Comparing Twitter usage at ALT-C - 2009 vs. 2010
I've just been taking a very quick and dirty (and totally non-scientific) look at the Summarizr Twitter summaries for #altc2009 and #altc2010. Here are some observations (which may or may not be either significant or correct):
Firstly, twittering was up roughly 35% this year on last - not surprising I guess (but definitely worth noting). Oddly this was despite a fall in the number of twitterers, though I think that might be explained by the fact that the older hashtag has been in use much longer? There is also a slight, but probably not significant, shift towards a fewer number of heavy Twitter users.
Secondly, #digilit, #falt10 and #elearning appear in the top ten list of tweeted hashtags this year, none of which appeared last year. I suggest that #digilit and #falt10 reflect a growing interest in digital literacy more generally and a greater awareness of the fringe event by the main conference respectively. Conversely, #elearning seems a bit odd (to me) since I would have expected that term to be disappearing? The #fail hashtag also appears this year but not last which might be taken to indicate some problems with technology (or something else)?

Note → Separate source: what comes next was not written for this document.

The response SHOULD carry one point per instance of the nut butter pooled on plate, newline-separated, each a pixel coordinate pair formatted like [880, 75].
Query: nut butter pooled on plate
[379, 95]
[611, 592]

On the other hand, #awesome appears this year but not last, which either indicates some success somewhere or the fact that we are all getting more American in our use of language? If so, shame on us!
Thirdly, the top 10 tweeted URLs this year include a majority of blog posts (there were none last year) which either indicates that people are tending to blog earlier (and more) or that there is more of a culture of re-tweeting posts to blog entries than there used to be (or both)?
Finally, the list of most commonly appearing words in the Twitter stream for both years is largely useless as an indication of what was being talked about. However, I note that 'mobile', 'learner' and 'lecture' all make an appearance this year but not last ('lecture' for obvious reasons, given the first keynote) whereas discussion about the 'vle' seems to be shrinking.
As I say, all of this is anecdotal and unscientific, so treat accordingly.